Plus tôt dans la journée, des experts et des représentants d'ONG venus de Suède et des Pays-Bas avaient d'ailleurs comparé les résultats des politiques menées dans ces pays depuis 2000. Il ressort clairement de ces riches échanges que seule la pénalisation du client mise en place par la Suède a eu des résultats visibles sur le développement de la prostitution : diminution marquée de la prostitution de rue, repli des réseaux criminels dans les pays voisins.
Le premier débat européen....
Des eurodéputé(e)s de différentes tendances et des personnalités politiques de premier plan, comme Joëlle Milquet, Vice-première ministre et ministre de l'Intérieur et de l'Egalité des chances de la Belgique, et Caroline de Haas, Conseillère chargée des politiques féministes auprès de Najat Vallaud-Belkacem, ministre des Droits des femmes, ont ensuite exprimé leur soutien à l'Appel de Bruxelles.
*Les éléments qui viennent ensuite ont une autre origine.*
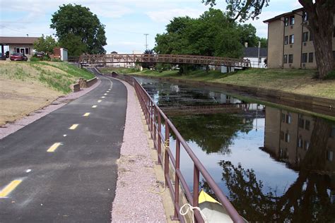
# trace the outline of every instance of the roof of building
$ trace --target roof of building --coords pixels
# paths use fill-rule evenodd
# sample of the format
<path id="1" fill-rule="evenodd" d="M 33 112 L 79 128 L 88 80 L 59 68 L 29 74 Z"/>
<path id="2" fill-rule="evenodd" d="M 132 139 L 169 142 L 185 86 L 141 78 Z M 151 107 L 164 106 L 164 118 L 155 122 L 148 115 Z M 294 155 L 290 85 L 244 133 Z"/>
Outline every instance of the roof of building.
<path id="1" fill-rule="evenodd" d="M 281 14 L 281 15 L 278 15 L 278 16 L 276 16 L 274 18 L 269 18 L 269 19 L 267 19 L 266 20 L 264 20 L 263 23 L 269 23 L 269 22 L 271 22 L 271 21 L 274 21 L 274 20 L 276 20 L 278 19 L 280 19 L 281 17 L 284 17 L 284 16 L 289 16 L 289 15 L 292 15 L 292 14 L 295 14 L 296 13 L 298 13 L 298 11 L 300 11 L 302 10 L 302 8 L 299 8 L 298 9 L 295 9 L 292 11 L 290 11 L 290 12 L 288 12 L 288 13 L 283 13 L 283 14 Z"/>
<path id="2" fill-rule="evenodd" d="M 38 37 L 0 37 L 0 44 L 33 44 Z"/>
<path id="3" fill-rule="evenodd" d="M 243 56 L 245 57 L 258 57 L 258 47 L 245 47 L 243 52 Z M 268 56 L 267 48 L 259 48 L 259 56 Z"/>

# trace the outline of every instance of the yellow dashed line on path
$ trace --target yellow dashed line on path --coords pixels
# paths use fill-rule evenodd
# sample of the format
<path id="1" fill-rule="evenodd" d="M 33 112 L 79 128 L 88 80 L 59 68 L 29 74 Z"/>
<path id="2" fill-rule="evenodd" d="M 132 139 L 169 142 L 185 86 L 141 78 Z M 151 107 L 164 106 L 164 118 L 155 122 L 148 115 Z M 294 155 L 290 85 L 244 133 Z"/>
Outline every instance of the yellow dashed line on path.
<path id="1" fill-rule="evenodd" d="M 54 150 L 56 150 L 57 149 L 57 147 L 61 145 L 61 143 L 54 143 L 54 145 L 52 145 L 52 146 L 50 146 L 50 147 L 47 150 L 47 152 L 54 152 Z"/>
<path id="2" fill-rule="evenodd" d="M 11 181 L 8 185 L 7 185 L 2 191 L 0 191 L 0 198 L 6 198 L 11 191 L 13 191 L 22 181 L 15 180 Z"/>
<path id="3" fill-rule="evenodd" d="M 78 126 L 78 124 L 73 124 L 70 128 L 69 128 L 69 129 L 71 129 L 71 130 L 74 130 L 76 129 L 76 128 L 77 128 Z"/>

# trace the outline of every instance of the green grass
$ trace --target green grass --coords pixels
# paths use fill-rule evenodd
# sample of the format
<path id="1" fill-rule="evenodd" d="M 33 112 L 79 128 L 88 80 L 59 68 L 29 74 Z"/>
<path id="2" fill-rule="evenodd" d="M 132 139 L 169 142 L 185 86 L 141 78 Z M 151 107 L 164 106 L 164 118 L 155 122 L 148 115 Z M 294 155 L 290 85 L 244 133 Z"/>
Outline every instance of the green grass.
<path id="1" fill-rule="evenodd" d="M 102 69 L 102 71 L 108 73 L 109 70 Z M 181 75 L 178 71 L 159 73 L 148 69 L 142 71 L 122 69 L 118 73 L 222 83 L 335 99 L 335 80 L 316 80 L 314 78 L 315 70 L 249 68 L 229 73 L 221 73 L 218 71 L 206 72 L 198 70 Z"/>
<path id="2" fill-rule="evenodd" d="M 79 78 L 91 79 L 94 74 L 64 62 L 11 61 L 0 64 L 0 78 L 37 80 L 48 88 L 66 94 L 71 92 L 70 85 Z"/>

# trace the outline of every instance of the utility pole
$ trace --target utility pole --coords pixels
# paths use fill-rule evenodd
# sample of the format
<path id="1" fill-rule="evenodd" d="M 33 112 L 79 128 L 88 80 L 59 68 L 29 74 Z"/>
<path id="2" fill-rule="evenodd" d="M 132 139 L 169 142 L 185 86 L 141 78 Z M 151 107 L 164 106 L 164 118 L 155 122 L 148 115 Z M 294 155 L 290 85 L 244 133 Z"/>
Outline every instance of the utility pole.
<path id="1" fill-rule="evenodd" d="M 146 36 L 146 50 L 148 49 L 148 33 L 144 33 L 144 35 Z"/>

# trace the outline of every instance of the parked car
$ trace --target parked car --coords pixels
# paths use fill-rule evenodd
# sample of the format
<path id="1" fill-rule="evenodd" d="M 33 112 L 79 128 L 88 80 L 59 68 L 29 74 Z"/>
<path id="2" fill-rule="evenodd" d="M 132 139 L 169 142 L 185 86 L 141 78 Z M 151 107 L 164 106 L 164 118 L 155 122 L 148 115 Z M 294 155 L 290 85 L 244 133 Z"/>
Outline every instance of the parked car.
<path id="1" fill-rule="evenodd" d="M 9 56 L 11 61 L 27 61 L 28 57 L 25 54 L 21 53 L 14 53 L 11 54 Z"/>
<path id="2" fill-rule="evenodd" d="M 3 53 L 0 53 L 0 60 L 6 61 L 6 54 Z"/>

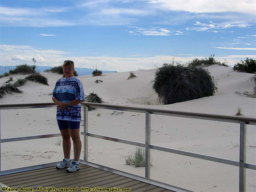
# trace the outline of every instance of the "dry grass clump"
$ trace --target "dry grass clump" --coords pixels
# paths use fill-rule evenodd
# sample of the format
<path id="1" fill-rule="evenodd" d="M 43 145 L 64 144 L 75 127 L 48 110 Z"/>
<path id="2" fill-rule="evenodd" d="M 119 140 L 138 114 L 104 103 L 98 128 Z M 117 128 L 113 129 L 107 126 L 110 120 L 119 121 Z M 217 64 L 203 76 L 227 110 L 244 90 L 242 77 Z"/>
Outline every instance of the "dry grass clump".
<path id="1" fill-rule="evenodd" d="M 131 71 L 130 72 L 130 76 L 129 76 L 129 77 L 128 77 L 128 78 L 127 79 L 128 80 L 131 78 L 133 78 L 133 77 L 136 77 L 136 76 L 134 75 L 133 72 Z"/>
<path id="2" fill-rule="evenodd" d="M 26 79 L 49 85 L 48 80 L 39 73 L 35 73 L 25 78 Z"/>
<path id="3" fill-rule="evenodd" d="M 145 160 L 145 149 L 140 147 L 136 147 L 135 154 L 128 154 L 125 158 L 125 163 L 127 165 L 132 165 L 135 167 L 145 167 L 146 162 Z M 153 159 L 151 159 L 150 164 L 152 165 Z"/>
<path id="4" fill-rule="evenodd" d="M 90 93 L 88 96 L 86 96 L 85 101 L 89 103 L 102 103 L 103 101 L 102 99 L 96 93 Z M 88 111 L 92 111 L 94 110 L 96 108 L 92 107 L 88 108 Z"/>
<path id="5" fill-rule="evenodd" d="M 153 82 L 153 89 L 165 105 L 212 96 L 217 90 L 208 70 L 178 63 L 158 68 Z"/>
<path id="6" fill-rule="evenodd" d="M 93 76 L 100 76 L 102 74 L 102 71 L 100 70 L 98 70 L 97 69 L 96 69 L 92 71 L 92 74 L 93 75 Z"/>
<path id="7" fill-rule="evenodd" d="M 6 93 L 12 94 L 13 92 L 21 93 L 22 91 L 10 84 L 4 84 L 0 87 L 0 98 Z"/>
<path id="8" fill-rule="evenodd" d="M 236 116 L 243 116 L 242 109 L 241 107 L 237 108 L 237 112 L 236 114 Z"/>

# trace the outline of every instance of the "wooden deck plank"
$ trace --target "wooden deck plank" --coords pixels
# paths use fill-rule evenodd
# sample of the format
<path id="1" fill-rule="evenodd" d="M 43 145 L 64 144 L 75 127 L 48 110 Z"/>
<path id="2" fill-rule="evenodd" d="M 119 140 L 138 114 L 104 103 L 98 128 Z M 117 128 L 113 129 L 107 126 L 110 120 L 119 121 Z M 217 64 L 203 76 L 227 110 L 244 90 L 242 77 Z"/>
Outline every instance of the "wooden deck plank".
<path id="1" fill-rule="evenodd" d="M 64 171 L 62 173 L 61 173 L 60 175 L 60 176 L 58 177 L 54 177 L 53 178 L 52 178 L 51 176 L 51 175 L 48 175 L 48 176 L 45 177 L 43 179 L 41 179 L 39 180 L 30 182 L 30 181 L 28 180 L 27 180 L 25 184 L 23 184 L 23 187 L 28 187 L 28 186 L 31 186 L 31 187 L 33 187 L 32 186 L 40 186 L 42 187 L 47 187 L 47 186 L 53 186 L 56 185 L 59 185 L 61 183 L 67 183 L 68 184 L 70 183 L 70 178 L 72 177 L 72 175 L 74 175 L 74 173 L 68 173 L 67 172 L 66 170 L 63 170 Z M 76 177 L 73 177 L 72 179 L 76 181 L 80 182 L 82 181 L 83 179 L 84 178 L 86 178 L 90 176 L 93 176 L 95 175 L 99 177 L 101 177 L 101 175 L 103 173 L 106 172 L 105 171 L 102 171 L 100 170 L 99 171 L 96 172 L 93 172 L 87 174 L 86 173 L 86 172 L 78 172 L 78 171 L 76 172 Z M 49 173 L 49 174 L 50 173 Z M 49 178 L 50 177 L 50 178 Z M 79 178 L 79 180 L 77 180 L 76 178 Z M 19 186 L 19 185 L 15 185 L 15 183 L 14 184 L 14 185 L 10 185 L 8 184 L 10 186 Z"/>
<path id="2" fill-rule="evenodd" d="M 90 167 L 90 166 L 88 166 L 87 165 L 84 165 L 83 164 L 80 164 L 80 167 L 81 168 L 81 169 L 82 168 L 84 169 L 85 168 L 93 168 L 93 167 Z M 34 170 L 27 171 L 26 171 L 23 172 L 20 172 L 19 173 L 12 173 L 11 174 L 10 174 L 8 175 L 3 175 L 3 176 L 1 175 L 1 180 L 2 180 L 2 179 L 7 178 L 9 177 L 13 177 L 17 175 L 20 175 L 23 174 L 28 174 L 28 172 L 29 172 L 30 174 L 33 174 L 32 173 L 35 173 L 34 174 L 35 175 L 38 174 L 40 174 L 41 173 L 44 173 L 44 172 L 48 172 L 49 171 L 49 170 L 58 170 L 58 169 L 56 168 L 56 166 L 53 166 L 52 167 L 49 167 L 42 168 L 38 169 L 35 169 Z M 61 170 L 60 169 L 59 170 Z"/>
<path id="3" fill-rule="evenodd" d="M 55 166 L 1 176 L 1 182 L 12 188 L 38 187 L 59 188 L 129 188 L 131 191 L 171 191 L 148 184 L 80 164 L 80 170 L 73 173 L 66 169 L 57 169 Z"/>
<path id="4" fill-rule="evenodd" d="M 64 170 L 64 169 L 63 169 Z M 93 167 L 88 167 L 85 168 L 83 168 L 83 170 L 84 171 L 85 171 L 86 173 L 91 173 L 93 172 L 99 171 L 100 171 L 98 170 L 96 170 L 95 169 L 93 169 Z M 32 173 L 28 172 L 27 174 L 23 174 L 22 175 L 20 175 L 17 176 L 13 176 L 12 177 L 9 177 L 7 178 L 4 178 L 4 179 L 1 178 L 1 180 L 4 182 L 8 180 L 8 183 L 10 183 L 12 182 L 15 182 L 17 183 L 18 184 L 19 183 L 19 181 L 21 182 L 24 180 L 27 180 L 31 179 L 31 181 L 32 181 L 33 180 L 35 180 L 35 181 L 36 180 L 36 179 L 39 180 L 41 179 L 42 178 L 44 178 L 45 177 L 47 177 L 49 175 L 50 173 L 52 177 L 59 177 L 61 176 L 61 174 L 63 174 L 63 170 L 60 169 L 58 169 L 55 168 L 55 169 L 53 170 L 48 170 L 48 171 L 46 172 L 44 172 L 43 173 L 39 173 L 36 174 L 35 172 L 33 172 Z M 49 172 L 49 171 L 51 171 L 51 172 Z M 79 173 L 80 172 L 79 172 Z M 36 176 L 37 177 L 35 178 Z M 50 177 L 49 177 L 50 178 Z"/>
En ce sens, la journée du 4 décembre est porteuse d'espoirs. Mikael Gustafsson, président de la Commission des droits de la femme et de l'égalité des genres (Commission FEMM) du Parlement européen a rappelé que la Communauté européenne, si elle a mis en place une politique commune de lutte contre la traite des êtres humains, a toujours refusé de s'attaquer à ses causes : la prostitution et préfère s'en remettre à la compétence des Etats. C'est la raison pour laquelle des régimes aussi contraires que l'abolitionnisme suédois et le réglementarisme néerlandais peuvent se côtoyer au sein d'un même espace politique.
Or, aujourd'hui, un changement significatif semble s'amorcer dans la démarche européenne. La Commission FEMM prépare actuellement un rapport global d'évaluation des politiques européennes sur la prostitution dont on attend beaucoup. Et l'Appel de Bruxelles, initiateur du premier débat sur la prostitution dans l'enceinte du Parlement européen, a fait pleinement entendre la voix abolitionniste.
« Il ne faut pas avoir peur de mettre des mots sur les faits », avait déclaré l'eurodéputée Mariya Gabriel pour ouvrir la journée. Le 4 décembre 2012, l'Europe n'a pas eu peur....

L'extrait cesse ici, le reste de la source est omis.